If there is no agency for sin, why was King David punished for sending people out to conduct a (forbidden) census? (Explanation of agency: The Talmud says "ein sheliach l'dvar averia," which means, practically speaking, that if you tell someone to eat non-kosher food, the sin is on the person who eats the food, not on you.)
Possibly it's an issue of hora'as sha'ah. See ... all of maseches Horayos for detailed discussion on how Beis Din handles broadcasting improper halachic rulings that cause the public to commit an aveirah.
"Ein sheliach" works potentially in two different ways - 1) divrei harav vidivrei hatalmid, and 2) Chazal not giving the capacity for shlichus in the case of an aveirah.

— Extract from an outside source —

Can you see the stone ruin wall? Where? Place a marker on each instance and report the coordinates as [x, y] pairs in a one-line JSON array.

- Since he was operating in position of authority more so than an average individual, he was held responsible for the command. Disobeying a direct order from the king may make you Chayiv Misa - see Shmuel 1 where people disobeying Shaul are killed - most of those were considered legally justified. That being the case, people are compelled to engage in this impermissable behavior, since the alternative is dying. So "divrei harav vidivrei hatalmid, divrei mi shomin?" wouldn't shield Dovid from culpability in this case. That potentially puts Dovid in the position of machti es harabim on top of being responsible for the aveirah being committed.

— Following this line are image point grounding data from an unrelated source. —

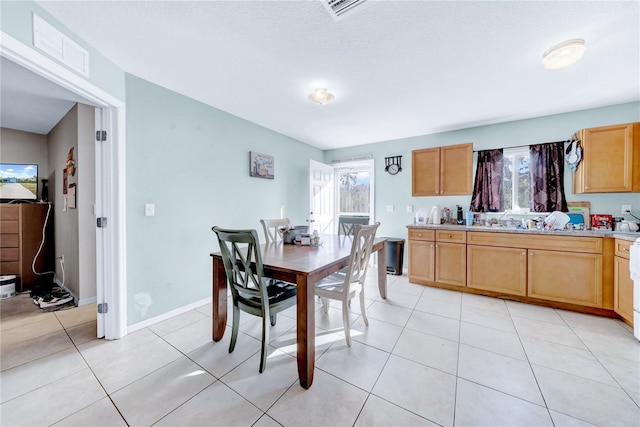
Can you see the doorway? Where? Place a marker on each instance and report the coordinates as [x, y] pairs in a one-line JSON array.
[[109, 201]]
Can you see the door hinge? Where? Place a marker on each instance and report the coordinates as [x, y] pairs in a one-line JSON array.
[[101, 135]]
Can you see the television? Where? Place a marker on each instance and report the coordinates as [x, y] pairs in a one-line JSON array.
[[18, 182]]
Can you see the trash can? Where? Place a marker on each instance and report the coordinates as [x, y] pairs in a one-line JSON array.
[[395, 255]]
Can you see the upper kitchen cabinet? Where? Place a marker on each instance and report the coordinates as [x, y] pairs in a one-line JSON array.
[[442, 171], [610, 160]]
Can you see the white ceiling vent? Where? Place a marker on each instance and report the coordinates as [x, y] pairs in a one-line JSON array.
[[51, 41], [338, 9]]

- This may not be a case of shlichus anyhow - he was punished for issuing the command to count (over Yo'av's objections), not the act of counting itself. Also, the whole story is prefaced by either Hashem (in shmuel 2 24:1) or the satan (in divrei hayamim 1 21:1) inspiring Dovid to act. Dovid says he has sinned, not the navi Gad. Hashem merely gives Dovid a choice of punishments but doesn't accuse him of wrongdoing. In divrei Hayamim, it inverts the order and says Hashem was mad BECAUSE of the census, but still doesn't tell Dovid that he did wrong.
Practically speaking, since this was a punishment from Hashem, it's in His hands to determine guilt. This is clearly an exception to whatever other rules we think may apply.